Rapor KTO'ların 30 yıllık gelişimini ortaya çıkarıyor
Rapora göre; yaklaşık 30 yıl süren gelişim dönemi sonunda 2020 yılı itibariyle sayısı 21'i bulan KTO'lar küresel konteyner elleçleme hacminin yüzde 80,5'ini yaparken, dünya toplam konteyner elleçleme kapasitesinin yüzde 75'ine sahipler. 15 yıl önce bu pay 220 milyon TEU ile yüzde 55 iken, bugün baktığımızda KTO'lar küresel konteyner elleçleme hacminin neredeyse yüzde 80'den fazlasını elleçler duruma geldiler. KTO'ların etkinliği 2001 yılından itibaren oldukça hızlı bir artışla ivmelenirken, özellikle 2010'lu yıllardan sonra KTO'ların ortak olduğu liman ve terminallerin sayısı da önemli oranlarda artış gösteriyor. 2020 yılına gelindiğinde Türkiye'de elleçlenen 11,7 milyon TEU konteynerin 8,2 milyon TEU'su KTO ortaklı limanlar tarafından elleçlenirken, yüzde 100 yerli sahipli ve/veya ortaklı terminallerde ve limanlarda konteyner elleçleme miktarı ise sadece 2,6 milyon TEU olarak kaydediliyor. Bu durum 2022 yılında da değişmiyor.

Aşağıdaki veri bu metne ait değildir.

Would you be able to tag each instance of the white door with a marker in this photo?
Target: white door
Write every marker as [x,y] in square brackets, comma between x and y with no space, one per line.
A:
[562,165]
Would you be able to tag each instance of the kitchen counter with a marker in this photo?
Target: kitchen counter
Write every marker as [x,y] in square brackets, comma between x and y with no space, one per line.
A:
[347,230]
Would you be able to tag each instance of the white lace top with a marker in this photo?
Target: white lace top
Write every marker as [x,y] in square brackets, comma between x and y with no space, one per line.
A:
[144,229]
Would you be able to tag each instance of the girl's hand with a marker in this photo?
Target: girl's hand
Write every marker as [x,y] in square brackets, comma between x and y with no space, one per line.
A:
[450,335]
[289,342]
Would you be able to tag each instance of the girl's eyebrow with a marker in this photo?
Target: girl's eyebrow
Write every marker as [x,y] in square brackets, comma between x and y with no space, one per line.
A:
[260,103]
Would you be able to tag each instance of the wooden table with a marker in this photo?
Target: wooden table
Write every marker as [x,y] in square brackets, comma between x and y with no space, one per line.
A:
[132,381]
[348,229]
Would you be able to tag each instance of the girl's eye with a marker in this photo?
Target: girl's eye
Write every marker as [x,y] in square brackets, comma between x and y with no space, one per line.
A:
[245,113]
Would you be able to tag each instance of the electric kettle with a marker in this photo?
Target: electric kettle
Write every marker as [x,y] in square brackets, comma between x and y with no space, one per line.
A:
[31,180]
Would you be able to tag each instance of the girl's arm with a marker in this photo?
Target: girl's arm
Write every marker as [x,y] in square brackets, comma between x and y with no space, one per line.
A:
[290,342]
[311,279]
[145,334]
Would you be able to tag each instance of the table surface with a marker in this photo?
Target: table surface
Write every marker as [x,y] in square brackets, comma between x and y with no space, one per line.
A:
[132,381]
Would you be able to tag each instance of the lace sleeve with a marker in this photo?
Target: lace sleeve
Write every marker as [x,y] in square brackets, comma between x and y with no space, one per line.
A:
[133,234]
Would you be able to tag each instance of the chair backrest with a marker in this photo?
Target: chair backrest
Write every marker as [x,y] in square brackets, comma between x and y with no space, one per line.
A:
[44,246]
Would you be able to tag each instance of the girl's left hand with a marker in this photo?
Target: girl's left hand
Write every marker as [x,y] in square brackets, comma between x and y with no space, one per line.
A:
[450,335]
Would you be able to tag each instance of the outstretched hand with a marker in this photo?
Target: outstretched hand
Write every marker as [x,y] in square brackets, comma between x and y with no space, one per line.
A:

KTO'lar dış ticaretimize büyük ivme kazandırıyor
KTO'ların liman ve terminal işletmeciliğindeki önemine değinen TÜRKLİM Yönetim Kurulu Başkanı Aydın Erdemir, "Hazırlamış olduğumuz rapor, KTO'ların liman işletmeciliğindeki rolünü hem nitel hem de nicel olarak tüm açıklığıyla ortaya koyuyor. Ülkemizdeki KTO varlığının bazı avantaj ve dezavantajları olsa da küresel konjonktür dikkate alındığında bu varlığın pek çok yönüyle ülkemize ve sektörümüze önemli kazanımlar sağladığı oldukça açıktır. KTO'lar, Türk dış ticaretine ve ülkemizin rekabet gücüne büyük ivme kazandırıyor. Örneğin ülkemizdeki tüm limanların bir yılda elde ettikleri cironun hacmi yaklaşık 10 milyar dolarken, limanlarımız üzerinden gerçekleştirilen Türkiye dış ticaretinin ekonomik değeri 200 milyar doların üzerindedir'' dedi. Dış ticarette denizyolunun payı her geçen gün artarken buna bağlı olarak KTO'ların yarattığı olumlu katkı da artmaya devam ediyor.
Erdemir sözlerini şöyle sürdürdü: ''Bir ülkenin rekabet gücünün artmasında ve yatırım cazibesinin gelişmesinde limanlar en kritik yatırımlardır. Bu nedenle KTO'ların iş yapış şekli, iş sağlığı ve güvenliğine bakış açısı, performans ve verimlilik konularında getirdikleri standartlar, limanlara, liman altyapılarına, liman ekipmanlarına ve teknolojisine yaptıkları yatırımlar, ulaşım ağı (network) ve ana gemi uğraklarından kaynaklanan navlun avantajları vb. düşünüldüğünde özellikle ülke ihracatımızın uluslararası pazarlardaki rekabet gücünü arttırmada oldukça önemli katkılar sunmaktadır."